At dinner – which had no soup, nice salads (including dolmades for the first time in Greece) but awful main course (dried out food, luke warm – I think it had been sitting waiting for us for a couple of hours) and a choice of only two desserts – Ian, who had been here before, told us that we should not miss the view of the Acropolis from the roof of the hotel “There’s a bar up there too”, he said. So after dinner I got in the lift and noticed that above the 10th floor was “OG – Olive Garden”. It turns out that the Olive Garden (in which I could smoke my pipe) was not an outside area with trees in it on the ground floor but the name of the rooftop bar and restaurant. The bar area was quite full of people drinking and smoking, and was terribly overheated (as in fact the whole hotel is). I ordered a cup of coffee (the purchase price for the hour of free internet on my iPhone) and asked whether I could sit outside in the cooler air. The waitress looked at me as if I were mad – no, she said, we do not serve outside in winter – it is much too cold. Not half as cold as where I’ve just come from, I thought. I cannot quite understand why, when they have the most magnificent panoramic view of the city from their rooftop, including the Acropolis all lit up like a Christmas tree, they would not at least have a few tables and chairs out for those who wished to use them. But no, all the metal chairs were stacked up in a corner without their cushions, and no tables. So I took my coffee inside, and then went outside to enjoy the fresh air and the view.
I also took the opportunity to Skype home. As Rosemary has said, we are all now looking towards home, even though we have a whole city to still explore. As we hit our thirtieth day on the tour, I am especially looking forward to returning home.
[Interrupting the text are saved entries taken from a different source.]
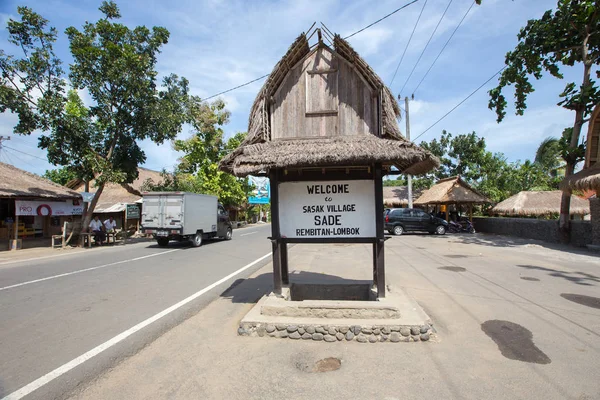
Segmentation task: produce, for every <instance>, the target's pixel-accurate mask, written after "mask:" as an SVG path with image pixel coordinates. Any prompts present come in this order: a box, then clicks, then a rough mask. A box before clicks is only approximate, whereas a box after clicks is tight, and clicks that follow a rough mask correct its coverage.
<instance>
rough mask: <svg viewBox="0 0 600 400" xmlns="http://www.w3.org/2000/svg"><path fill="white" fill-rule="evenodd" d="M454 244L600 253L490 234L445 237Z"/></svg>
mask: <svg viewBox="0 0 600 400" xmlns="http://www.w3.org/2000/svg"><path fill="white" fill-rule="evenodd" d="M432 238H435V239H442V238H444V236H436V235H433V236H432ZM446 238H447V239H450V240H452V241H454V242H456V243H462V244H477V245H480V246H491V247H523V246H538V247H543V248H546V249H551V250H558V251H562V252H566V253H571V254H577V255H585V256H595V257H600V253H595V252H593V251H591V250H588V249H586V248H583V247H574V246H570V245H564V244H559V243H549V242H543V241H541V240H534V239H526V238H519V237H512V236H503V235H496V234H491V233H476V234H452V235H451V236H448V235H447V236H446Z"/></svg>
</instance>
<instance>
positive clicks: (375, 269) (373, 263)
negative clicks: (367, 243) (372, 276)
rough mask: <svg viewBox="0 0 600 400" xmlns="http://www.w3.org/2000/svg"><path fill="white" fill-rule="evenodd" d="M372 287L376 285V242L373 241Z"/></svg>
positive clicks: (376, 258) (376, 265) (376, 254)
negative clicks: (372, 282)
mask: <svg viewBox="0 0 600 400" xmlns="http://www.w3.org/2000/svg"><path fill="white" fill-rule="evenodd" d="M372 287H373V288H376V287H377V243H373V285H372Z"/></svg>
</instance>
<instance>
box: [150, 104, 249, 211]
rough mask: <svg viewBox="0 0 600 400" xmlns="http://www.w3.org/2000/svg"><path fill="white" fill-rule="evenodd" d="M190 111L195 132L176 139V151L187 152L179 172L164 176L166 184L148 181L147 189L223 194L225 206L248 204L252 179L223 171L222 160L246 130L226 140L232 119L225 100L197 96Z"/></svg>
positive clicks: (222, 203) (228, 152) (240, 205)
mask: <svg viewBox="0 0 600 400" xmlns="http://www.w3.org/2000/svg"><path fill="white" fill-rule="evenodd" d="M190 113H191V116H192V118H191V120H190V122H191V126H192V127H193V131H194V134H193V135H192V136H191V137H190V138H188V139H185V140H176V141H175V142H174V147H175V150H178V151H181V152H182V153H184V155H183V156H182V157H181V158H180V160H179V165H178V166H177V168H176V171H175V173H174V174H173V175H172V176H164V179H165V180H164V182H163V183H162V184H155V183H154V182H148V184H147V185H146V186H145V189H147V190H150V191H157V190H180V191H188V192H193V193H204V194H212V195H215V196H217V197H219V201H220V202H221V203H222V204H224V205H235V206H242V207H244V206H245V205H246V204H247V201H248V193H249V192H250V191H251V190H252V187H251V185H250V183H249V181H248V179H247V178H245V179H239V178H236V177H234V176H233V175H230V174H228V173H225V172H222V171H220V170H219V168H218V163H219V161H220V160H221V158H223V156H225V155H226V154H227V153H229V152H230V151H232V150H234V149H235V148H237V147H238V146H239V145H240V144H241V142H242V141H243V140H244V138H245V137H246V133H243V132H240V133H237V134H235V135H234V136H232V137H230V138H229V139H228V140H225V139H224V136H225V132H224V131H223V127H224V126H225V125H226V124H227V123H228V122H229V115H230V114H229V111H227V110H226V109H225V103H224V102H223V101H222V100H216V101H214V102H212V103H206V102H202V101H200V99H197V98H193V99H192V102H191V106H190Z"/></svg>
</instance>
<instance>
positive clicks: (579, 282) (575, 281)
mask: <svg viewBox="0 0 600 400" xmlns="http://www.w3.org/2000/svg"><path fill="white" fill-rule="evenodd" d="M517 267H519V268H525V269H529V270H535V271H543V272H548V275H550V276H553V277H555V278H562V279H566V280H568V281H570V282H573V283H576V284H578V285H582V286H594V284H593V283H590V282H600V277H597V276H596V275H592V274H588V273H586V272H577V271H573V272H565V271H558V270H555V269H551V268H546V267H540V266H538V265H522V264H520V265H517Z"/></svg>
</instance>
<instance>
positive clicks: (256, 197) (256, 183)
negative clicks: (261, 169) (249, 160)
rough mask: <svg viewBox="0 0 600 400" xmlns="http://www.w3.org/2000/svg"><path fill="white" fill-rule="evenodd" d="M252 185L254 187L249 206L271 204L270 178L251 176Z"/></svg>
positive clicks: (249, 200)
mask: <svg viewBox="0 0 600 400" xmlns="http://www.w3.org/2000/svg"><path fill="white" fill-rule="evenodd" d="M248 179H249V180H250V183H251V184H252V185H254V190H253V191H252V194H251V195H250V196H248V203H249V204H269V203H270V202H271V186H270V184H269V179H268V178H263V177H256V176H249V177H248Z"/></svg>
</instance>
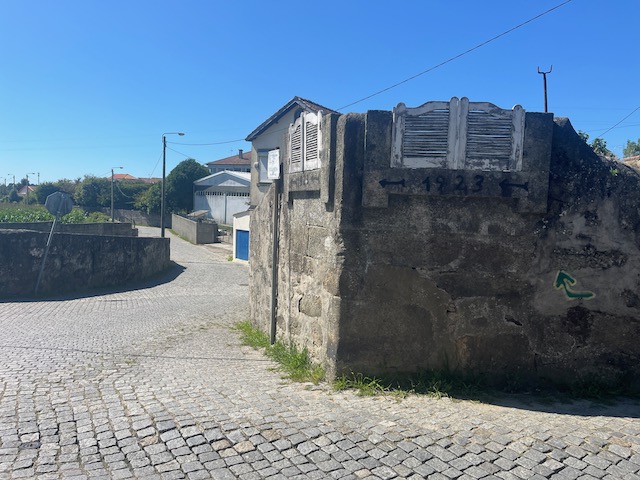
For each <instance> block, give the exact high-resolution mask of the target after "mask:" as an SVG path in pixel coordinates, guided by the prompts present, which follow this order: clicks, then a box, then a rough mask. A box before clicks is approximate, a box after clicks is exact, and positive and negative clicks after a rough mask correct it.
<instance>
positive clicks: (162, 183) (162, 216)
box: [160, 132, 184, 238]
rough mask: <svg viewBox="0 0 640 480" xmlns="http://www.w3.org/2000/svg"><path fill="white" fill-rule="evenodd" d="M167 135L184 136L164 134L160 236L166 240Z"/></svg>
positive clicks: (177, 133) (180, 132) (162, 157)
mask: <svg viewBox="0 0 640 480" xmlns="http://www.w3.org/2000/svg"><path fill="white" fill-rule="evenodd" d="M167 135H180V136H181V137H182V136H183V135H184V133H183V132H167V133H163V134H162V192H161V193H160V236H161V237H162V238H164V210H165V203H166V202H165V198H164V197H165V194H166V187H165V183H166V182H167V175H166V168H167Z"/></svg>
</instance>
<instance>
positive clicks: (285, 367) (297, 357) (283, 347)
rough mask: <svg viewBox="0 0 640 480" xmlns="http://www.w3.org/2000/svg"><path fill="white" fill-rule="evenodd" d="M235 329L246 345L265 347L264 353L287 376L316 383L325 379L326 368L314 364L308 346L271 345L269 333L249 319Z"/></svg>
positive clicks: (280, 344) (261, 347)
mask: <svg viewBox="0 0 640 480" xmlns="http://www.w3.org/2000/svg"><path fill="white" fill-rule="evenodd" d="M235 329H236V330H238V331H239V332H240V339H241V341H242V343H243V344H244V345H247V346H249V347H252V348H255V349H264V353H265V354H266V355H267V356H268V357H269V358H271V359H273V360H274V361H275V362H276V363H278V365H279V366H278V370H280V371H281V372H283V373H284V374H285V376H286V378H289V379H290V380H293V381H295V382H312V383H314V384H316V385H317V384H318V383H319V382H321V381H322V380H324V379H325V371H324V369H323V368H322V367H320V366H318V365H314V364H313V362H312V361H311V358H310V357H309V352H308V350H307V349H306V348H305V349H303V350H298V349H297V348H296V347H295V346H294V345H285V344H283V343H282V342H276V343H275V344H273V345H271V342H270V339H269V337H268V336H267V334H266V333H264V332H262V331H261V330H259V329H257V328H255V327H254V326H253V325H251V322H249V321H245V322H240V323H238V324H236V326H235Z"/></svg>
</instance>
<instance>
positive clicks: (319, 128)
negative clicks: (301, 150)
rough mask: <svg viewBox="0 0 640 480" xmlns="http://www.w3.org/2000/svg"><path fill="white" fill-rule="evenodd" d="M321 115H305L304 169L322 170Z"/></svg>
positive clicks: (312, 114) (319, 113)
mask: <svg viewBox="0 0 640 480" xmlns="http://www.w3.org/2000/svg"><path fill="white" fill-rule="evenodd" d="M321 118H322V115H321V114H320V113H318V114H315V113H305V114H303V119H304V149H303V152H304V160H303V165H302V169H303V170H304V171H307V170H315V169H318V168H320V145H321V142H320V122H321Z"/></svg>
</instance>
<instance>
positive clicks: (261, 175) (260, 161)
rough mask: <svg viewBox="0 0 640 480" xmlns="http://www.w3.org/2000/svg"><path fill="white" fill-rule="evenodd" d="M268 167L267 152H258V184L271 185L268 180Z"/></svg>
mask: <svg viewBox="0 0 640 480" xmlns="http://www.w3.org/2000/svg"><path fill="white" fill-rule="evenodd" d="M268 167H269V150H258V175H259V178H258V182H259V183H271V182H272V180H270V179H269V176H268V171H269V169H268Z"/></svg>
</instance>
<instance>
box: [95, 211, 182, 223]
mask: <svg viewBox="0 0 640 480" xmlns="http://www.w3.org/2000/svg"><path fill="white" fill-rule="evenodd" d="M99 211H101V212H102V213H105V214H107V215H109V216H111V210H110V209H108V208H102V209H100V210H99ZM113 217H114V219H115V220H116V221H118V222H125V223H126V222H128V223H132V224H133V225H143V226H147V227H160V214H159V213H146V212H143V211H140V210H123V209H116V210H114V211H113ZM164 217H165V218H164V225H165V227H166V228H171V215H169V214H165V216H164Z"/></svg>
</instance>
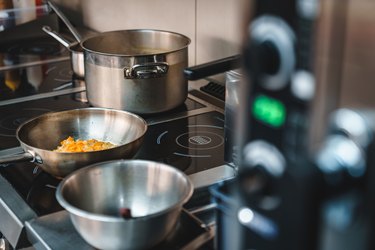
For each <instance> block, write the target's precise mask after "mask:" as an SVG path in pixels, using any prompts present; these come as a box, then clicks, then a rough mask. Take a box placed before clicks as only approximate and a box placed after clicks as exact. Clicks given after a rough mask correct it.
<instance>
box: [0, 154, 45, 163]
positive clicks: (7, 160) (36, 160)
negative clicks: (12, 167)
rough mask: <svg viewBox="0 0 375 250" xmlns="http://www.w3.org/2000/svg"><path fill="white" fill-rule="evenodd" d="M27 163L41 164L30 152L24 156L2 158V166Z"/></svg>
mask: <svg viewBox="0 0 375 250" xmlns="http://www.w3.org/2000/svg"><path fill="white" fill-rule="evenodd" d="M25 161H31V162H39V161H40V160H38V159H36V157H35V156H34V155H33V154H32V153H30V152H24V153H22V154H16V155H7V156H2V157H0V164H6V163H14V162H25Z"/></svg>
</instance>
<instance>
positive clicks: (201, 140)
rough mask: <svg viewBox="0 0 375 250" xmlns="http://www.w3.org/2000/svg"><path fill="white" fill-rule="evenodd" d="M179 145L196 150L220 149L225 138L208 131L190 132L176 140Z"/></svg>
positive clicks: (177, 137)
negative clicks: (207, 149) (219, 147)
mask: <svg viewBox="0 0 375 250" xmlns="http://www.w3.org/2000/svg"><path fill="white" fill-rule="evenodd" d="M176 143H177V145H179V146H181V147H184V148H191V149H195V150H206V149H213V148H217V147H220V146H221V145H222V144H223V143H224V138H223V137H222V136H220V135H218V134H216V133H211V132H207V131H189V132H188V133H184V134H182V135H180V136H178V137H177V138H176Z"/></svg>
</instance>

Adjusting will be difficult, however, as we have now got firmly into the rhythm of travelling and living out of a suitcase. Most of us are planning to go back to work on the 21st and making that our last day before returning to full time work in the new year. I do need to go into the office at least once before Christmas, but I am regretting having to do this, as I would have liked the time just to get used to being home before Christmas hits us.